Título: Dólar cai para R$1,925, menor nível desde 2000
Autor: Eloy, Patricia e Passo, José Meirelles
Fonte: O Globo, 01/06/2007, Economia, p. 25
Mantega diz que queda está relacionada ao ingresso de até US$6 bilhões em recursos da Arcelor Mittal no país.
RIO, BRASÍLIA e WASHINGTON. A forte entrada de recursos estrangeiros no país, os bons fundamentos da economia brasileira e as pesadas apostas dos investidores internacionais numa queda do dólar levaram ontem a cotação da moeda americana a encerrar os negócios no menor patamar desde novembro de 2000. Neste cenário, segundo analistas, o dólar pode chegar a R$1,90 nos próximos dias.
A moeda recuou 0,88% ontem, cotada a R$1,925 - menor valor desde 21 de novembro de 2000 -, próxima à mínima do dia, de R$1,923, atingida após um leilão de compra de dólares no mercado à vista pelo Banco Central (BC). Estima-se que a autoridade monetária tenha adquirido pouco mais de US$400 milhões.
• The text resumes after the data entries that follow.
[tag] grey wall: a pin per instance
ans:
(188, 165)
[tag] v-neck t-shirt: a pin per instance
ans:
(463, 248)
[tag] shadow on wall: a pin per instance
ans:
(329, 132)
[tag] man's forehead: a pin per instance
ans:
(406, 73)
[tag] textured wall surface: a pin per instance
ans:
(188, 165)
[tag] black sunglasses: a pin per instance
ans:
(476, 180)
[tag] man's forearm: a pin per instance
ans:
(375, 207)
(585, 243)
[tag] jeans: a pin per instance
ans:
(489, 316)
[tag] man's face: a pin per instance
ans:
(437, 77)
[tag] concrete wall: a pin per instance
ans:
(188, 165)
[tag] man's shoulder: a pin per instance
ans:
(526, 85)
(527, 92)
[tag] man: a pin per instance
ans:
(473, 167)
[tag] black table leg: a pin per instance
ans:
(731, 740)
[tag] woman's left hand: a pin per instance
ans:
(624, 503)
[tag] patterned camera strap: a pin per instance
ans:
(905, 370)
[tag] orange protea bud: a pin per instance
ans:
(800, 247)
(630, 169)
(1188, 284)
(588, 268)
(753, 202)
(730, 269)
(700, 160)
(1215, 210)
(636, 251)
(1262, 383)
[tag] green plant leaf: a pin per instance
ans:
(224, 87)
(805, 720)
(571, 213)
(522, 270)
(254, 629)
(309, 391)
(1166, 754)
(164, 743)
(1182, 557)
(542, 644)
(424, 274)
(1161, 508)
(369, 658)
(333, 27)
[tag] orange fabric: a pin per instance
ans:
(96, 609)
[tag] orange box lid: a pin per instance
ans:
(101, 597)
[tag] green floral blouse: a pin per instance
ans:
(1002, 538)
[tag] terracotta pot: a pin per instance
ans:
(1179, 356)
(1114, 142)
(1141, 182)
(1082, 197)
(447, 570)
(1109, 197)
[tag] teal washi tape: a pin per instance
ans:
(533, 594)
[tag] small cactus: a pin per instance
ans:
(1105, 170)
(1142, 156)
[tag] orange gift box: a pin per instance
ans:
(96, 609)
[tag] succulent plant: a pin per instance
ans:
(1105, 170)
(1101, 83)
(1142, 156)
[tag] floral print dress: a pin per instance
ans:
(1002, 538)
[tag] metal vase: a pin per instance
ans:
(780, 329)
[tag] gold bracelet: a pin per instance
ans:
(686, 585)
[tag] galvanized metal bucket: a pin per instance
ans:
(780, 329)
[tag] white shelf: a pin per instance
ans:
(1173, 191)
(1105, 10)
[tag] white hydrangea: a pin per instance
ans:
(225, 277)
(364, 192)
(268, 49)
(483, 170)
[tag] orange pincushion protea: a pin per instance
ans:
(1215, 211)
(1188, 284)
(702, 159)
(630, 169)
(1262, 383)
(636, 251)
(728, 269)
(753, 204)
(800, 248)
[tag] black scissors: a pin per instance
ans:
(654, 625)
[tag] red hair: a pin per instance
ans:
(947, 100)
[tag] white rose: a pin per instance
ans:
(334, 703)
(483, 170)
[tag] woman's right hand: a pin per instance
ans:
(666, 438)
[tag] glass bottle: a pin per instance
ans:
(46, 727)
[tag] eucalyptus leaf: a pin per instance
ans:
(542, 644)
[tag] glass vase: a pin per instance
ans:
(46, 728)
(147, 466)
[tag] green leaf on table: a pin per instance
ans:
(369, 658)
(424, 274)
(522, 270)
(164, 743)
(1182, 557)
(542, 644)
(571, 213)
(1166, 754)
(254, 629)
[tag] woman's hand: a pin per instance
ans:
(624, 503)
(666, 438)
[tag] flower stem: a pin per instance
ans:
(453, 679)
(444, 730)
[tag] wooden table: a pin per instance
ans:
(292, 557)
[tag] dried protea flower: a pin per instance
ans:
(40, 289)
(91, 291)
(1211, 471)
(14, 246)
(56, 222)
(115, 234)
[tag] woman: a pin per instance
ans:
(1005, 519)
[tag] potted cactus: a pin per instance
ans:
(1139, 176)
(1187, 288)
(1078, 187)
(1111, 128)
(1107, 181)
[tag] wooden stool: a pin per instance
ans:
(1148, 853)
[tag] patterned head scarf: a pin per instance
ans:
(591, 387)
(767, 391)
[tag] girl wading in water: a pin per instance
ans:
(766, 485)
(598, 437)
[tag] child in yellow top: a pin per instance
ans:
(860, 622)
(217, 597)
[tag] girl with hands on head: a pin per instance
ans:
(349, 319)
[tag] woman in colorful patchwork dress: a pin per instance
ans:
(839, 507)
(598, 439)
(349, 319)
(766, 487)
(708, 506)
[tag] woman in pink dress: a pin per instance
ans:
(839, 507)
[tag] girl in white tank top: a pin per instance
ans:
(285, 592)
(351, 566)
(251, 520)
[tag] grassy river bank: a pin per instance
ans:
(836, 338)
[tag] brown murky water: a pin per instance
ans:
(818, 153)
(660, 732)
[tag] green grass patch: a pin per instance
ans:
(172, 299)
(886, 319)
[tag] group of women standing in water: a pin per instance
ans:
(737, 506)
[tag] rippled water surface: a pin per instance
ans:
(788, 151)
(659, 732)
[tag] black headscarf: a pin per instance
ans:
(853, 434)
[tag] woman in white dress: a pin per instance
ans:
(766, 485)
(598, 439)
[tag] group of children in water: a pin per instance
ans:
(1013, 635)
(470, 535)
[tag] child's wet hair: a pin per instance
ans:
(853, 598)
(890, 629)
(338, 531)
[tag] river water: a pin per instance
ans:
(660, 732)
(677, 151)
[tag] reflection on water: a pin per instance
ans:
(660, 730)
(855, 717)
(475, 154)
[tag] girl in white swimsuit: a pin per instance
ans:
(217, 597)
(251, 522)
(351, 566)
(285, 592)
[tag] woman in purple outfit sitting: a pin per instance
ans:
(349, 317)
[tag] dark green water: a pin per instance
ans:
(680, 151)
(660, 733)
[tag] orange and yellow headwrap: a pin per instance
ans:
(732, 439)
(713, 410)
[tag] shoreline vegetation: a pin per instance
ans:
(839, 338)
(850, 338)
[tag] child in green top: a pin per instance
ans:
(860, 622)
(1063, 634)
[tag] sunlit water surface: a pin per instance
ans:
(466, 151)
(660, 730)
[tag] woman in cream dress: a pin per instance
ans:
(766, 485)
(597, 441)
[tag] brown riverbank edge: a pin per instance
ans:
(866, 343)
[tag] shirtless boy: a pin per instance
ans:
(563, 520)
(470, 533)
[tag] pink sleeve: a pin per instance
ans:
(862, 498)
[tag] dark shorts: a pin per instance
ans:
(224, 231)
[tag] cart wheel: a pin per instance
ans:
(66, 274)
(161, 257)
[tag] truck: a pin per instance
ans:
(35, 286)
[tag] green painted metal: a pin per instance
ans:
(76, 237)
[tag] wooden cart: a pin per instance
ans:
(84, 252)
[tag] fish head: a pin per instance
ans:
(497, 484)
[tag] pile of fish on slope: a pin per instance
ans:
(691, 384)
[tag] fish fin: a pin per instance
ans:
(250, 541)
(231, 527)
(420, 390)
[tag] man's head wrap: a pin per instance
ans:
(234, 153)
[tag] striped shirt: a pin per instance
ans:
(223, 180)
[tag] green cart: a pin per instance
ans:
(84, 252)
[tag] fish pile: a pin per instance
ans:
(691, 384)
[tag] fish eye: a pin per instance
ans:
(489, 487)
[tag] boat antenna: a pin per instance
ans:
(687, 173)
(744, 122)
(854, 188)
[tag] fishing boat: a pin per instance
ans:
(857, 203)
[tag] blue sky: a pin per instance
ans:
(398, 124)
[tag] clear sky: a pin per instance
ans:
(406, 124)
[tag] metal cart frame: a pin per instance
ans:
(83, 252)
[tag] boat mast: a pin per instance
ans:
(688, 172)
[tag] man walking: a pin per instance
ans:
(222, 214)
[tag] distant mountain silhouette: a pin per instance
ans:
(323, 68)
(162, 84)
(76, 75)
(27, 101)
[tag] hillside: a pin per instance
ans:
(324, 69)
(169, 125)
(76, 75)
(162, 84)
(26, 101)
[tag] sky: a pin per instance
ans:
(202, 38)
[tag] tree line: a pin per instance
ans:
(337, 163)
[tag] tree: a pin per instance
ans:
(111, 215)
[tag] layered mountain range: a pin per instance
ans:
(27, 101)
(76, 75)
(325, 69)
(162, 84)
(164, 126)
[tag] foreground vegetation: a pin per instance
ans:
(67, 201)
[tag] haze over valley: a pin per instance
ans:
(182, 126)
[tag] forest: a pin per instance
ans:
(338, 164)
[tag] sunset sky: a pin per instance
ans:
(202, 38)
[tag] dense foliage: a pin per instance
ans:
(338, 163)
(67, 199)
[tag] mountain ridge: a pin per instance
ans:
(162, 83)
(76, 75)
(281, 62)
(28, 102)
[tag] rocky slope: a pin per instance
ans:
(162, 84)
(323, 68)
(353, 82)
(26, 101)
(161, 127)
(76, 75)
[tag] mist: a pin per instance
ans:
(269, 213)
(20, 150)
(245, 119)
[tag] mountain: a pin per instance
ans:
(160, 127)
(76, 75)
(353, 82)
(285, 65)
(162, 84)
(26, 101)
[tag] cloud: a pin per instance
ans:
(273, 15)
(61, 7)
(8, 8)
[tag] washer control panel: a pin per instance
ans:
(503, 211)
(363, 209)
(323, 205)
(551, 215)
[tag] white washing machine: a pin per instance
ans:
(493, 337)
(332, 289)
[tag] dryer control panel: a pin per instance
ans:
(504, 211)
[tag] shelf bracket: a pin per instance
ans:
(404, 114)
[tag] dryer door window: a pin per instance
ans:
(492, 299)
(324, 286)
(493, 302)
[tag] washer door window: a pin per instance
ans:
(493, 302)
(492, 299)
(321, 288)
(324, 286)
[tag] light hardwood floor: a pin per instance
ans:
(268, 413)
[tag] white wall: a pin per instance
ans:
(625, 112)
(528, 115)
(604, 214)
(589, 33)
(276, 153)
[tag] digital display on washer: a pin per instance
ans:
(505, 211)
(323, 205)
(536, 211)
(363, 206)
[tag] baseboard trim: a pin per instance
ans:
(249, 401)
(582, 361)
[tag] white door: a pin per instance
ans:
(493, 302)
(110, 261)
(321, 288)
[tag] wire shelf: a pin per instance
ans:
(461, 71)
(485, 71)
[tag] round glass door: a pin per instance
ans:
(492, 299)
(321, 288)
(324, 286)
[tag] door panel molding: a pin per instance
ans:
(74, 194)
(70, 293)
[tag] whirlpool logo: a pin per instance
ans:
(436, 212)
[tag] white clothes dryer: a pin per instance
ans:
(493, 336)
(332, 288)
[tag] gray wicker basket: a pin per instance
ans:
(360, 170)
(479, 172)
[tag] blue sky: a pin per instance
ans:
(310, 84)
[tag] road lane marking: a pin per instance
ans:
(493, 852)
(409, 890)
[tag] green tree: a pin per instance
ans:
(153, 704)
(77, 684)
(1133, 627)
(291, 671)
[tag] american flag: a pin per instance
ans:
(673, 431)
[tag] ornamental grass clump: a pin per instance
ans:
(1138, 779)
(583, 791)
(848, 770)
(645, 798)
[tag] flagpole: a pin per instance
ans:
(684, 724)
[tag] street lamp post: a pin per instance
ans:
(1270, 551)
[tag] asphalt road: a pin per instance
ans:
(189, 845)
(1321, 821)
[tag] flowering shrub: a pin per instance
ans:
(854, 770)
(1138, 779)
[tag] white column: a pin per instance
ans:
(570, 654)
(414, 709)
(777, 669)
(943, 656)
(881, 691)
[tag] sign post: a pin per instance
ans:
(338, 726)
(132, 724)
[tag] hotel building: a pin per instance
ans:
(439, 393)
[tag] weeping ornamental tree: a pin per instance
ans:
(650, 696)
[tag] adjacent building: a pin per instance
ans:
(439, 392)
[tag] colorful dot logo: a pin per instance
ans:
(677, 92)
Dinheiro da Mittal seria para recompra de ações
O leilão não conseguiu frear as apostas de investidores estrangeiros numa queda do dólar, hoje em cerca de US$16 bilhões no mercado futuro. No início do ano, esse tipo de operação movimentava cerca de US$6 bilhões. Por isso, em maio, a moeda acumula queda de 5,4%. No ano, as perdas chegam a 9,92% frente ao real.
O ministro da Fazenda, Guido Mantega, atribuiu a queda do dólar ao ingresso de recursos da siderúrgica Mittal no Brasil - entre US$5 bilhões e US$6 bilhões, que serão usados para pagar os acionistas. O forte fluxo de recursos tende a empurrar a cotação do dólar para baixo.
- O dólar é flutuante, agora ele está flutuando para baixo, como pode flutuar para cima. Eu quero dizer que ele não flutua só para baixo, me cobrem isso futuramente - disse Mantega.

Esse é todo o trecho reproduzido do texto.